People are fascinated with the idea of trading stocks for a living. Yet, like most performance-based businesses, most people are not able to succeed. There are many reasons why people can’t beat the market – or achieve their desired outcomes. Here are three common and easily avoidable mistakes people make on Wall Street.
No Plan:
One of the most common mistakes I see people make is that they do not have a plan. They start trading and hope it works out well. Or they start trading only looking at how much money they are going to make and they do not calculate the potential risk. Or they just wing it and hope it works out well.
An easy way to illustrate the power of having a proper trading plan is to think of two different (unrelated) people who want to go on a vacation. One person is yelling and screaming that they want to go on vacation and the other person picked the destination, bought plane tickets, booked a room, and rented a car for the duration of their trip. Who do you think will get what they want? The person with the plan or the person with out a plan? Clearly the person with a plan has a much higher likelihood of accomplishing their goals than the person without a plan. This is true in just about all aspects of life. The solution is to take some time and create a plan. Study the market and ask what criteria works for you and what doesn’t. What do you want to see before you buy a stock? What do you want to see in order to sell it? How much do you want to risk if you are wrong and the stock goes against you? These are just some of the questions people ask in order to create a proper trading plan.
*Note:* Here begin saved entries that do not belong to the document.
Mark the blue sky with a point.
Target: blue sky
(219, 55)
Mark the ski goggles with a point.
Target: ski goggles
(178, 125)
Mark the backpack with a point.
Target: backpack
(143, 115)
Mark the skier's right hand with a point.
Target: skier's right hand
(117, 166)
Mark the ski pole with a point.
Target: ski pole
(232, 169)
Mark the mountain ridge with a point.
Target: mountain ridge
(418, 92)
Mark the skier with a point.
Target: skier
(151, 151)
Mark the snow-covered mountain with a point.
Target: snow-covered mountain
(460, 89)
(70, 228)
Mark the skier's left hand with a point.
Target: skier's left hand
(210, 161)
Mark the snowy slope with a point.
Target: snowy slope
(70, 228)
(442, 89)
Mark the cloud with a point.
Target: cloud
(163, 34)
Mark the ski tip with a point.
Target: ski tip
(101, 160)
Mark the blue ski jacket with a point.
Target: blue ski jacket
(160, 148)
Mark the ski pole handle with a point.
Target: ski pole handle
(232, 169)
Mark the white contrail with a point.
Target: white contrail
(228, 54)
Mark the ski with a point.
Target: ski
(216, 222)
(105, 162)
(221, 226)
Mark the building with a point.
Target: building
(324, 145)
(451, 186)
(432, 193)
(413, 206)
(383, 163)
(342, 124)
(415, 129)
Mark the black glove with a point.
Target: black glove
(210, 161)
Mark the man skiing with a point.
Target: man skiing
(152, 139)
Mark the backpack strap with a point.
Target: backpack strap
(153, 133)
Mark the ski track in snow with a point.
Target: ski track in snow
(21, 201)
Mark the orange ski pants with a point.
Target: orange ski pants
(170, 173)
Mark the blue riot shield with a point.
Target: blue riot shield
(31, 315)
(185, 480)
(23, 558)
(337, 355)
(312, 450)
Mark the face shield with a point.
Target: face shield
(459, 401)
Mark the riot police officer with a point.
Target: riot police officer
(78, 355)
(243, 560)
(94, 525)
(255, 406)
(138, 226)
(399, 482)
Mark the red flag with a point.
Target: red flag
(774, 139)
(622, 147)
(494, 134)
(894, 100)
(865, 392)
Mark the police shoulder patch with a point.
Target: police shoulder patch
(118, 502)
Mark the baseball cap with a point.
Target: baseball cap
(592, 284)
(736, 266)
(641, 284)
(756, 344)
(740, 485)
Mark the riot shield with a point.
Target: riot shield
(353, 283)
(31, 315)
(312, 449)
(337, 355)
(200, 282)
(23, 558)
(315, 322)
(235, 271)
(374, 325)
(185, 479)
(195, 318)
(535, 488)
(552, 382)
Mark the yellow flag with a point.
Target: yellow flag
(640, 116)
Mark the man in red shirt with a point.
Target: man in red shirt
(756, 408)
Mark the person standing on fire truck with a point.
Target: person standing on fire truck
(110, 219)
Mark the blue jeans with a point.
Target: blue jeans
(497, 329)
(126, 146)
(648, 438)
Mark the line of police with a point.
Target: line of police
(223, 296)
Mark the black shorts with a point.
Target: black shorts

The key is to find something that works for you so you can create your plan before the market opens then step back and trade your plan.
Emotional Trading:
Another common problem is that most people end up making emotional, not rational, decisions with their money. They don’t know how to get out of their own way. Over the decades, I’ve learned that the best traders in the world make rational, not emotional, decisions and they do this by having a plan and then trading their plan. Another benefit is that this process helps people avoid “over trading” or revenge trading. Meaning, people just lose track of reality and end up making way too many trades that hurt their performance. If you plan ahead and then step back and follow your plan you will know (before the market opens) where you will enter, where you will exit, and how much you will risk if you are wrong.
Don’t Respect Risk:
My experience has taught me that perhaps the most important mistake people make is that they do not respect risk. Risk management is arguably the single most important tool successful traders and investors can use to get ahead. Why? Because every trade has an inherent level of risk involved and the best market participants tend to be the best risk managers.
One of my guests (big money manager) told me on my SmartMoneyCircle.com podcast (I interview large money managers and CEO’s of publicly traded companies for timeless advice) that he does not buy and sell stocks, instead he buys and sells risk. He went on to say that we all buy and sell risk. I thought that was brilliant! The solution here is to plan your risk before you enter. This way you know how where you are going to enter, where you are going to exit, and how much you are going to risk of your portfolio if you are wrong.
Bottom Line:
I can write an entire book about the mistakes people make trading capital markets. I have made more mistakes over the last 25 years than I can remember. The good news is that we can learn from our mistakes. That said, these are just three common mistakes people make and how you can avoid them. I encourage you to objectively look at your mistakes and ask yourself, what can I learn from this trade?